The % of patients vaccinated within each cohort is hard to decipher as you read the manuscript. Please make this more clear in the text.

No estimate of the stability of the populations (i.e. how much intermingling) was provided, and should be.

In Figure 4, the drop in HSV2 seropositivity in Cohort B was as profound and significant as for the drop in HPV16/18 seropositivity in Cohort A. Please explain as this seems to call into question the main findings of the paper.
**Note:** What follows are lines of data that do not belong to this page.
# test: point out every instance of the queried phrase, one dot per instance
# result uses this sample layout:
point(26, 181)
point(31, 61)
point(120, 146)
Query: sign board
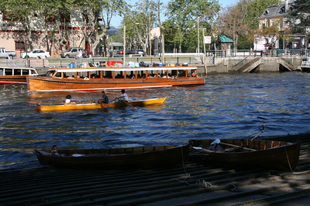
point(207, 39)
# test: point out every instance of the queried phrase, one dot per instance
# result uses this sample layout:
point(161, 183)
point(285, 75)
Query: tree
point(232, 21)
point(299, 17)
point(138, 21)
point(182, 18)
point(110, 8)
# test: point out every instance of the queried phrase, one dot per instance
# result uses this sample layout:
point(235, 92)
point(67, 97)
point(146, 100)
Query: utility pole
point(150, 42)
point(124, 47)
point(198, 35)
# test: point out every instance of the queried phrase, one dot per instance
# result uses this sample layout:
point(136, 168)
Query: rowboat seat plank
point(232, 145)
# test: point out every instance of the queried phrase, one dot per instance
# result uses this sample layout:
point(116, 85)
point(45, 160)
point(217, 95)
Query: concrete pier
point(251, 64)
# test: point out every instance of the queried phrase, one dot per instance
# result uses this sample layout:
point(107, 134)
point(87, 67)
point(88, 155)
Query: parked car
point(141, 52)
point(6, 54)
point(72, 52)
point(130, 51)
point(37, 53)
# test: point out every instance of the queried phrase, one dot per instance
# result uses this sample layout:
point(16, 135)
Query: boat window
point(141, 74)
point(152, 74)
point(130, 74)
point(17, 72)
point(48, 73)
point(172, 74)
point(69, 75)
point(95, 74)
point(58, 74)
point(119, 75)
point(25, 71)
point(82, 75)
point(181, 73)
point(107, 74)
point(33, 71)
point(8, 72)
point(192, 73)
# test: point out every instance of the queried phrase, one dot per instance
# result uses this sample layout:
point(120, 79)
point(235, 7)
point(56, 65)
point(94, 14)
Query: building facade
point(13, 35)
point(274, 15)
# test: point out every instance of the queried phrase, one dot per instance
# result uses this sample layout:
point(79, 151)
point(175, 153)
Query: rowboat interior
point(16, 75)
point(265, 154)
point(117, 158)
point(236, 145)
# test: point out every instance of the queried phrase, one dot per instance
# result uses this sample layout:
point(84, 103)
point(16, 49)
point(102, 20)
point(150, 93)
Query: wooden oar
point(233, 145)
point(130, 105)
point(124, 102)
point(105, 106)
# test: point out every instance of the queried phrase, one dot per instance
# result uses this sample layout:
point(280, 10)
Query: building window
point(19, 46)
point(9, 17)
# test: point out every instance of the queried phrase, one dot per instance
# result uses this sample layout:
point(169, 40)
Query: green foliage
point(255, 9)
point(244, 43)
point(181, 25)
point(299, 17)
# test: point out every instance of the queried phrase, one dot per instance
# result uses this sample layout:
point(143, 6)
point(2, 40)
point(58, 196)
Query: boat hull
point(283, 157)
point(51, 84)
point(13, 80)
point(124, 158)
point(98, 106)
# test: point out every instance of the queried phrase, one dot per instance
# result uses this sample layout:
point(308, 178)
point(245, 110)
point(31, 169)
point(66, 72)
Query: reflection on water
point(226, 106)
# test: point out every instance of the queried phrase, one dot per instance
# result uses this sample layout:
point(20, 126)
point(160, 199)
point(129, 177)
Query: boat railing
point(305, 64)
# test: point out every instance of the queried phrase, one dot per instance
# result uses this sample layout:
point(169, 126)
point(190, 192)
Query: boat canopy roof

They show that the HPV16 and HPV18 seroprevalence was decreased in young unvaccinated women after gender neutral vaccination, but with single gender vaccination under these conditions of low vaccination rates. This provides a demonstration of herd immunity, but is perhaps not all that surprising given that twice as many people in the gender neutral vaccination cohort were vaccinated. Nevertheless it shows the important message that when only low vaccination rates can be achieved in girls that there is value in vaccinating boys to improve protection of girls through herd immunity. It is also highly likely that boys will also receive direct health benefits themselves through prevention of anogenital cancers and head and neck cancers, and should be strongly urged anyway for reasons of equity.

Do you expect the impact of herd immunity to grow as the population ages?

Is it reasonable to consider looking at the impact on CIN2/3 rates in the medical record as well as seropositivity?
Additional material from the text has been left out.